One problem, two wrong answers: Does the sporting integrity or viewing experience matter more?

The 2022 Italian Grand Prix was marked with controversy after the race finished behind a safety car. // Photo courtesy of planetf1

The Italian Grand Prix, held on Sept. 11, was business as usual with Max Verstappen having a comfortable lead over Charles Leclerc, but that all changed when Daniel Ricciardo’s McLaren had to pull over to one side due a mechanical failure with just eight laps remaining. This is when the race director, Niels Wittich, followed the rules and brought out a safety car in order to properly remove the car while keeping both the marshalls and drivers safe. The removal process took longer than anticipated and resulted in the race finishing behind the safety car. The race director did nothing wrong, but fans and commentators alike were not pleased — so much so that after the completion of the race, the Tifosi, Ferrari’s diehard fans, booed the winner, Verstappen, when he went to the podium to collect his trophy. The reaction from the fans and pundits might not seem justified, but in order to understand the scenario, take a look back at the Abu Dhabi Grand Prix in 2021.

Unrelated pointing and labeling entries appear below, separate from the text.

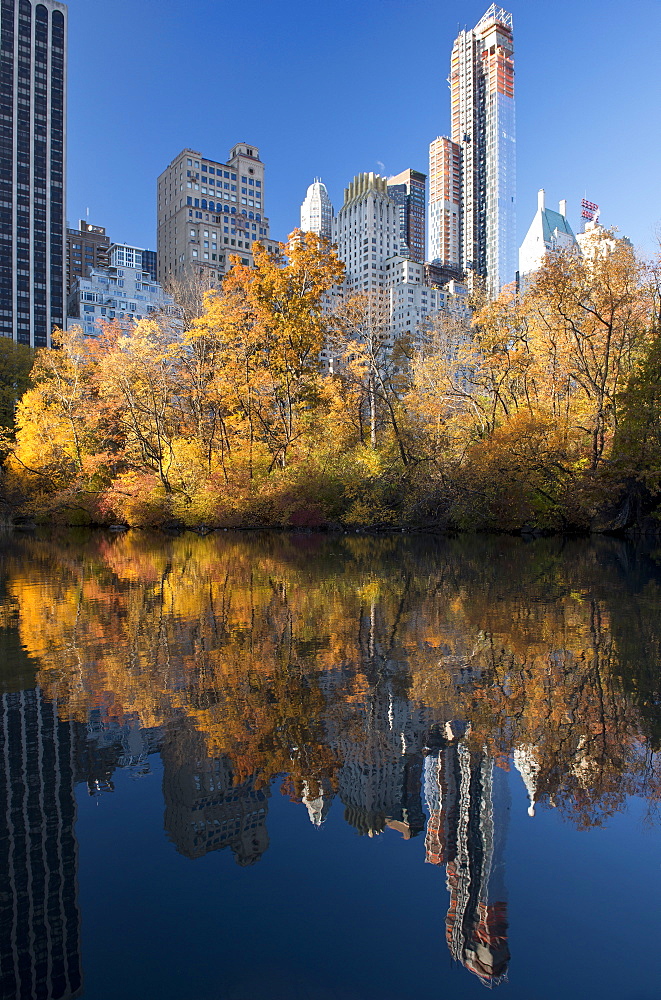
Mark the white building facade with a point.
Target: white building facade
(317, 211)
(124, 292)
(209, 211)
(549, 232)
(366, 232)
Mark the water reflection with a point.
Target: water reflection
(396, 676)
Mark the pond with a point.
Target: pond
(329, 767)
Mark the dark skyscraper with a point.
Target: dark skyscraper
(409, 191)
(39, 916)
(467, 800)
(33, 41)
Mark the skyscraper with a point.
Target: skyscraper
(32, 169)
(87, 247)
(444, 202)
(208, 211)
(367, 232)
(482, 144)
(317, 210)
(408, 188)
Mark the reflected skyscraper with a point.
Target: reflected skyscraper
(40, 940)
(473, 171)
(467, 800)
(33, 60)
(380, 779)
(205, 810)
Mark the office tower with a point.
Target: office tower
(87, 247)
(123, 291)
(40, 942)
(207, 212)
(367, 232)
(32, 169)
(317, 210)
(379, 781)
(445, 203)
(483, 136)
(409, 191)
(150, 263)
(549, 232)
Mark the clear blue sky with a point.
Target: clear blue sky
(331, 88)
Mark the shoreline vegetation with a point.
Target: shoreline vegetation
(540, 414)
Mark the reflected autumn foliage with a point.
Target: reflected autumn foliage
(299, 654)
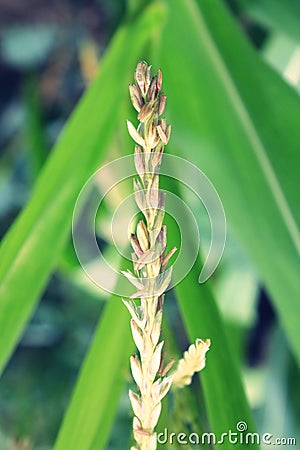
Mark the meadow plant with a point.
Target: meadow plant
(151, 277)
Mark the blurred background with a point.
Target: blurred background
(49, 55)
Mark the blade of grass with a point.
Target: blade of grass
(238, 121)
(32, 246)
(224, 394)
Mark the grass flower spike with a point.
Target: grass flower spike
(151, 276)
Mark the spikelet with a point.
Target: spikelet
(150, 278)
(193, 361)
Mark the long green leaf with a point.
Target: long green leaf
(238, 121)
(33, 245)
(90, 414)
(225, 400)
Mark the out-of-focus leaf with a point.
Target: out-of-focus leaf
(27, 46)
(90, 414)
(277, 15)
(238, 121)
(225, 400)
(33, 245)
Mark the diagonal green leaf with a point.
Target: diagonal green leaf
(32, 247)
(225, 399)
(238, 121)
(90, 414)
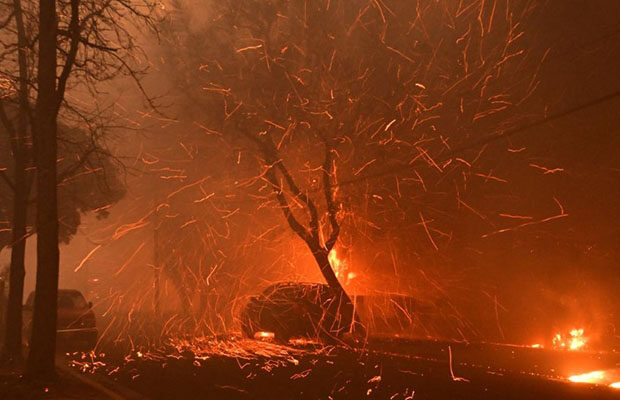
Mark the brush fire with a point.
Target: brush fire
(330, 199)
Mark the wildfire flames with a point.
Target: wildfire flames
(341, 268)
(574, 341)
(599, 377)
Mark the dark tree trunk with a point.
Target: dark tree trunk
(13, 340)
(43, 342)
(342, 307)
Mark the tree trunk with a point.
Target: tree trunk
(43, 342)
(342, 308)
(13, 340)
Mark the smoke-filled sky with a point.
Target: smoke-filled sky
(530, 233)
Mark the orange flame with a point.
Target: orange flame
(341, 268)
(575, 341)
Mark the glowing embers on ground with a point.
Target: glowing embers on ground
(341, 268)
(264, 335)
(575, 340)
(609, 378)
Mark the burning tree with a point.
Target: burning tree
(338, 101)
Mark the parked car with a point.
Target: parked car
(76, 327)
(287, 310)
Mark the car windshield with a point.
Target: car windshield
(65, 300)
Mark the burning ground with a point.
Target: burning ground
(462, 154)
(240, 369)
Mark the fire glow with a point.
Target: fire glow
(341, 269)
(574, 341)
(598, 377)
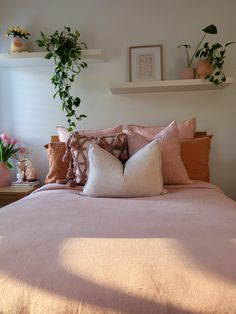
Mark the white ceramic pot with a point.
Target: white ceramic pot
(188, 73)
(18, 45)
(5, 175)
(203, 68)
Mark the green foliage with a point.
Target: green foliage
(65, 49)
(215, 54)
(210, 29)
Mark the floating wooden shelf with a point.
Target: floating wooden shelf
(166, 86)
(23, 59)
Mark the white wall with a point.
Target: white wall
(28, 111)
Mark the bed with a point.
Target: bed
(63, 252)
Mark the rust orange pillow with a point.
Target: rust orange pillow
(57, 168)
(195, 155)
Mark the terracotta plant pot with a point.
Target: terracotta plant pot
(188, 74)
(18, 45)
(203, 68)
(5, 175)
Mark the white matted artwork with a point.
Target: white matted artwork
(145, 63)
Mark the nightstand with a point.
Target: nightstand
(10, 194)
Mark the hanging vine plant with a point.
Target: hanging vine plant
(65, 49)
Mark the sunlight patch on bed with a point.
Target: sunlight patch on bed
(119, 265)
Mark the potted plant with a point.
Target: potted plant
(189, 72)
(19, 34)
(65, 49)
(211, 66)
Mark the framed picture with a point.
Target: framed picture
(145, 63)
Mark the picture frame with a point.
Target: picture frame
(145, 63)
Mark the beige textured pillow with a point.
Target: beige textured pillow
(141, 176)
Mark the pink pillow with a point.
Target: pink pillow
(63, 134)
(186, 129)
(173, 169)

The Abu Dhabi Grand Prix was one of the most highly anticipated races in Formula One history. Verstappen and Lewis Hamilton were tied on points going into the race, so whoever performed better on race day would win the Formula One World Championship. Everything was on the line on race day, so when Hamilton took the lead and started to gap Verstappen, there was some dread that one of the most climactic Championship fights ever would go out in a whimper. But after some heroic defensive driving from Sergio Pérez, Red Bull’s second driver, Verstappen started to close in on Hamilton. 

That was when the incident happened. Nicholas Latifi, a driver for Williams, crashed into the wall with just six laps remaining and the safety car was brought out right away. There was still some hope for some racing at the end, but with the laps slowly dwindling, most people were losing hope for the end of the race. With just under two racing laps left, Latifi’s car was cleaned up and racing was ready to be resumed. Verstappen would eventually win the race and the championship in the last lap, but the ending of the race was filled with controversy, mostly having to do with the decision of what race director, Michael Masi, did with the lapped cars. 

The proper procedure for lapped cars is that every car that has been lapped would need to unlap themselves before the racing resumed, but Masi only let the cars between Verstappen and Hamilton go and then started the race with one lap remaining. Masi’s decision led to one of the most intense laps in Formula One history, but it also brought into question the sporting integrity of Formula One and sports as a whole. Fans of the sport were not happy with the outcome which led to Masi eventually being fired.

The 2022 Italian Grand Prix and 2021 Abu Dhabi Grand Prix had the exact same problem and the race director went about solving the issue in the only two possible ways and people were not satisfied with either solution. In Italy, Wittich chose sporting integrity, but in Abu Dhabi, Masi chose the spectacle. Which way was the correct way to solve the issue? 

The argument for sporting integrity is quite simple — just because an incident happened later on in the race does not mean it should be treated any differently than it normally would. The only issue with the plan is that it is less entertaining for the fans. The argument for the spectacle is that although it may be artificial, the racing would go to the last lap of the race thus keeping the viewer intrigued. For the sake of Formula One, Wittich did the right thing in Italy because it meant that the race as a whole meant more than just the last few laps and the reaction of the fans was not justified. 

People watch Formula One because of the sporting aspect. They enjoy seeing cars go around different circuits as quickly as possible and the tension in the race is an added bonus. Overall, there is no solving the issue that Formula One has faced in those two races, but with the firing of Masi, all that can be looked for is consistency.